Paul Goble
Staunton,
Oct. 21 – Since the end of Soviet times, the increasingly large Muslim
community in the Russian capital has sought to increase the number of mosques
but without success. They have long argued that the failure to open more than
the four “working” mosques there leads to the formation of underground prayer
rooms and radicalization.
Russian
commentators have used that argument against the Muslims, arguing that this
shows that if the Russian authorities allowed more mosques to be built, then
there would be even more radicalization because more Muslims would get
religious instruction and that by itself would promote the dissemination of
incendiary ideas.
But
now Muslim leaders in the Russian capital are advancing an additional argument,
one that the authorities are likely to find more persuasive. Rushan Abbyasov,
the deputy head of the Union of Muftis of Russia (SMR), says the underground
mosques often follow ethnic lines and thus lead to conflicts between various
groups of Muslim nationalities.
The
official mosques, he says, attract followers of Islam from all nations and thus
promote inter-ethnic concord, but the underground mosques don’t.

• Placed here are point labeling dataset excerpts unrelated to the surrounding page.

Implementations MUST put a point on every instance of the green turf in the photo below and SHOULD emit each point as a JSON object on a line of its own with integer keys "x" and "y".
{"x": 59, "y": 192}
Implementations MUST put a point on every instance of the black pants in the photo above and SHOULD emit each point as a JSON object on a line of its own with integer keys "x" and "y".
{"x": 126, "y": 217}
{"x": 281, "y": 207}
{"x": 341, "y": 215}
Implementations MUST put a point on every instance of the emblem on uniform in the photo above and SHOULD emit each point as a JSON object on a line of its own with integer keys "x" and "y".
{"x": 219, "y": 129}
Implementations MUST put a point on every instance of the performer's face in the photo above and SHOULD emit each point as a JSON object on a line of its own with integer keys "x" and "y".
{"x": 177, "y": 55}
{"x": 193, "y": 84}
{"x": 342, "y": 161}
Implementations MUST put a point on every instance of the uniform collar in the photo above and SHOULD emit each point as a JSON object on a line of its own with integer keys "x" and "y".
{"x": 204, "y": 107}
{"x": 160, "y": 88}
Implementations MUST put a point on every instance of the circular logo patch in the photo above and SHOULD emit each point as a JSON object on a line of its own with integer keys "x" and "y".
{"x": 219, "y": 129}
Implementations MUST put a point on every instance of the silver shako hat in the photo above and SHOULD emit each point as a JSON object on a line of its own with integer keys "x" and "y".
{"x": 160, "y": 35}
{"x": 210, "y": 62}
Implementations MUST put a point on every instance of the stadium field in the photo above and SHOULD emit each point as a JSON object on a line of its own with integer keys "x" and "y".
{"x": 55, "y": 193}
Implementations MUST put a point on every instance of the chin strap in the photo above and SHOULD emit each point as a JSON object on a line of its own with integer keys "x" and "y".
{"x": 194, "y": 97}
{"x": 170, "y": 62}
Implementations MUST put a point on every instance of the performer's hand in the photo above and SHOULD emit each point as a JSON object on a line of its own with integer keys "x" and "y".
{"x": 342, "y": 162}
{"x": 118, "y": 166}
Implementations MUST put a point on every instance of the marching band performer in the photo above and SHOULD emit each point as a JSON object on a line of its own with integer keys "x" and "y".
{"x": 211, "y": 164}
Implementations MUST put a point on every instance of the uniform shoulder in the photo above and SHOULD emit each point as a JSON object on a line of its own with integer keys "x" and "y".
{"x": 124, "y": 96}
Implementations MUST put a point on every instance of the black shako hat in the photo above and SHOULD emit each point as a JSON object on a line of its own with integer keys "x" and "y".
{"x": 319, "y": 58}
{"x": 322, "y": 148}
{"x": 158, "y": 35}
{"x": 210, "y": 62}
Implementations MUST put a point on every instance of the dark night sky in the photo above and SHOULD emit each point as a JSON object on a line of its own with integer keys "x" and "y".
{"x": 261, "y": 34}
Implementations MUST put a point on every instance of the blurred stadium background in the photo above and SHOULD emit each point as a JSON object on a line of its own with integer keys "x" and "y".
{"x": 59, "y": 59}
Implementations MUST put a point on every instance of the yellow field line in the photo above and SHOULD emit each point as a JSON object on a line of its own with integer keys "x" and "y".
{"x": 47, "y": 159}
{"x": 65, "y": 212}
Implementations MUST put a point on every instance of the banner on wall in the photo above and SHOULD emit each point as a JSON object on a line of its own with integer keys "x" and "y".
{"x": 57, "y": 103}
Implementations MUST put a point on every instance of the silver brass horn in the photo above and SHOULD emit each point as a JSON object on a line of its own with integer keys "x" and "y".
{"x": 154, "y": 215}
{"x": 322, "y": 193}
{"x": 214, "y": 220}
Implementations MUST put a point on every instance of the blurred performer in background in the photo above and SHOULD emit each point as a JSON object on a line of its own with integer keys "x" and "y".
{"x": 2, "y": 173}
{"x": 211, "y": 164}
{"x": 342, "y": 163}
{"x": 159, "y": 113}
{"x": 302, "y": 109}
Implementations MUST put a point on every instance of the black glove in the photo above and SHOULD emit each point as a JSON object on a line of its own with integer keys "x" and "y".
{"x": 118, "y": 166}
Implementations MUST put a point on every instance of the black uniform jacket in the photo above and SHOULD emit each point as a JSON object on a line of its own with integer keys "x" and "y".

They are
divided among Tajiks, Uzbeks, Tatars, and others and thus produce ethnic
radicalism as well as the religious kind (moslenta.ru/city/moskve-nuzhny-mecheti-ignorirovat-eto-ne-poluchitsya-zampred-soveta-muftiev-rossii-o-problemakh-musulman-v-stolice.htm).
Because
Moscow has recently suffered an upsurge of clashes among representatives of
Muslim nationalities (sovsekretno.ru/news/v-gosdume-predlozhili-povysit-shtrafy-za-draki-/, nazaccent.ru/content/36555-v-federacii-migrantov-obyasnili-uchastivshiesya-draki.html and nazaccent.ru/content/36531-oni-byli-vsegda-v-kremle-ne.html),
Abbyasov’s argument may find greater support among officials.